In the course of developing a model of a simple vacuum-deposition process, it is interesting to look at some of the sensitivities of the deposition process. Anything that has an effect on the process will ideally be controlled and wherever possible minimized.
In metallizing, I realized that for the sake of simplicity I had thought of the heat load onto the substrate being sort of linearly applied. This is because of thinking of the coating going from zero to full thickness between the start and end of the deposition zone. This is entirely wrong as the vapour cloud from the evaporation boats has a flux that is some power of a cosine law.
This means that as the substrate first sees the deposition flux the deposition rate is lower than it will be at the midpoint, directly above the center of the deposition source and similarly the rate falls again as the substrate approaches the end of the deposition zone.
When I looked at the rate of temperature rise, it became apparent that this was not the most significant contribution to the substrate temperature rise. The fastest substrate temperature rise occurs as the substrate enters the deposition zone. The radiant heat load hits the substrate and there is an immediate rapid temperature rise. A short time after the rate of temperature rise changes slope to a lower rate of temperature rise. The reason for this change in slope is the aluminum coating, which is reflective, and so as the coating thickness builds up more of the infrared is reflected back towards the sources and less is absorbed by the substrate. The continued rise in temperature is as a result of the heat of condensation of the depositing coating.
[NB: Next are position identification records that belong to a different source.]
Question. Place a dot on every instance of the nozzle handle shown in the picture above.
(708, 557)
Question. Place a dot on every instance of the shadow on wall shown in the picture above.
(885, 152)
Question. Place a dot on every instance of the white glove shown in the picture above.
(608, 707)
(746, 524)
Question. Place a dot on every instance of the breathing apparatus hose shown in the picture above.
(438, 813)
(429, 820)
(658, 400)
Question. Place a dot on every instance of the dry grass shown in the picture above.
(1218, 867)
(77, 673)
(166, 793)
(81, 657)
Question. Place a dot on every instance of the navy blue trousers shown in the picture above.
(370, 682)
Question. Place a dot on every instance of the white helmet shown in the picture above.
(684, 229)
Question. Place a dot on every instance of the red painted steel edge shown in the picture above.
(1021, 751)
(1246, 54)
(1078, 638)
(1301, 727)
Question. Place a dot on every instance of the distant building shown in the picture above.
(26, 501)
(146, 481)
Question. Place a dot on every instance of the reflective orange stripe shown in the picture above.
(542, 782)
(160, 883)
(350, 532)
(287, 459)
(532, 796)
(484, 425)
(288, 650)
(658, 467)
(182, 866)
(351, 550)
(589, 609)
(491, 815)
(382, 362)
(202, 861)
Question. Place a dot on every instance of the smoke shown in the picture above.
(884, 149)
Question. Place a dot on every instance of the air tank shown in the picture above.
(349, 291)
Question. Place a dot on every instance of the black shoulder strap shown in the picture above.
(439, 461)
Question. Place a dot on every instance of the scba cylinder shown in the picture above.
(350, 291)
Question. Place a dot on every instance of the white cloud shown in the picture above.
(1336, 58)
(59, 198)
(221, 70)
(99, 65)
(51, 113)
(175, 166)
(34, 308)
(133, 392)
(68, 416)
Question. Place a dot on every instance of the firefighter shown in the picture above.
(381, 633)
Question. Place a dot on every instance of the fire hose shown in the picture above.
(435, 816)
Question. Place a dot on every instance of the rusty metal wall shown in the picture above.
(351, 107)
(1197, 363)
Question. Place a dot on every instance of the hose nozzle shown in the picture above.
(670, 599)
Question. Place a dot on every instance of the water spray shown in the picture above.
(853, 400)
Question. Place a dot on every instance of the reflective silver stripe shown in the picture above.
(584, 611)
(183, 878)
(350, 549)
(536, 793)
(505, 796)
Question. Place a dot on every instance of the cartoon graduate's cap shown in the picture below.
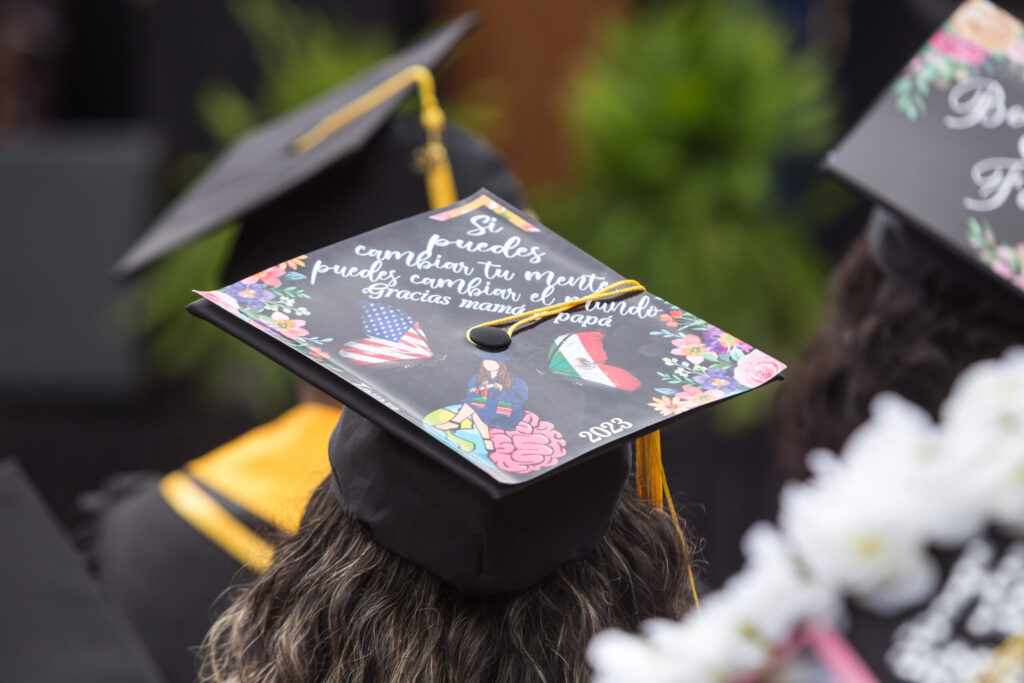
(941, 150)
(495, 379)
(340, 164)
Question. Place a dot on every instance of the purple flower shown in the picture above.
(252, 296)
(716, 379)
(722, 342)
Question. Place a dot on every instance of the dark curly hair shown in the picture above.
(885, 334)
(336, 606)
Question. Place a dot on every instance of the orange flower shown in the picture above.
(667, 404)
(294, 263)
(986, 26)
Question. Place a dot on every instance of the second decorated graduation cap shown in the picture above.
(336, 166)
(488, 466)
(943, 150)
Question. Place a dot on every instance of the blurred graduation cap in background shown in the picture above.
(489, 460)
(941, 150)
(55, 625)
(335, 167)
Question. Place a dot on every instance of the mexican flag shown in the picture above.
(582, 355)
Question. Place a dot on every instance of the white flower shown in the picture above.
(900, 449)
(621, 657)
(983, 435)
(856, 537)
(780, 594)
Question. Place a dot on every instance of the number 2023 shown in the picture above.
(605, 429)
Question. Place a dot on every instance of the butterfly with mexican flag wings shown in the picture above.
(582, 355)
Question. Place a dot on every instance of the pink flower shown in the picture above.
(692, 396)
(270, 276)
(288, 327)
(956, 48)
(757, 368)
(1016, 52)
(225, 301)
(691, 346)
(1003, 268)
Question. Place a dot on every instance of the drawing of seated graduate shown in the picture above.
(492, 423)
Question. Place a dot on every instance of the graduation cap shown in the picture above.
(494, 377)
(335, 167)
(943, 150)
(55, 625)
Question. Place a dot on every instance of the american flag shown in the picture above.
(392, 336)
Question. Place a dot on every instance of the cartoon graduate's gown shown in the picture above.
(498, 408)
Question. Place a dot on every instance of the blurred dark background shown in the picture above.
(109, 107)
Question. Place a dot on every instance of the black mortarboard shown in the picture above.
(352, 179)
(479, 465)
(54, 625)
(943, 148)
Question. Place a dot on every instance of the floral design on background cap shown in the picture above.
(977, 37)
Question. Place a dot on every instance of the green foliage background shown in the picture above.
(681, 120)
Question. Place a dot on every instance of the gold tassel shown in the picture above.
(431, 160)
(653, 487)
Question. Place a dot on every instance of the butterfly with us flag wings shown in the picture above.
(392, 336)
If this initial rise in temperature due to radiant heat load can be minimized, the substrate peak temperature will be lowered or the allowable coating thickness could be increased.
It is typical that during the length of the deposition run the system temperature rises. This would suggest that the heat load to the substrate is potentially higher towards the end of the run than initially. This would also suggest that the rolls will be more prone to wrinkling towards the end of the run than at the beginning of the run. It also suggests that there is a benefit from cooling deposition shields, particularly those surrounding the entry side of the deposition zone.
What might be interesting to evaluate would be to offset the deposition boats, moving the center of the boat slightly towards the entry side of the deposition zone. This would increase the deposition rate in the first half of the deposition zone which ought to result in a reduced heat load for the same coating thickness. The negative side of this would be that there would be reduced material collection efficiency.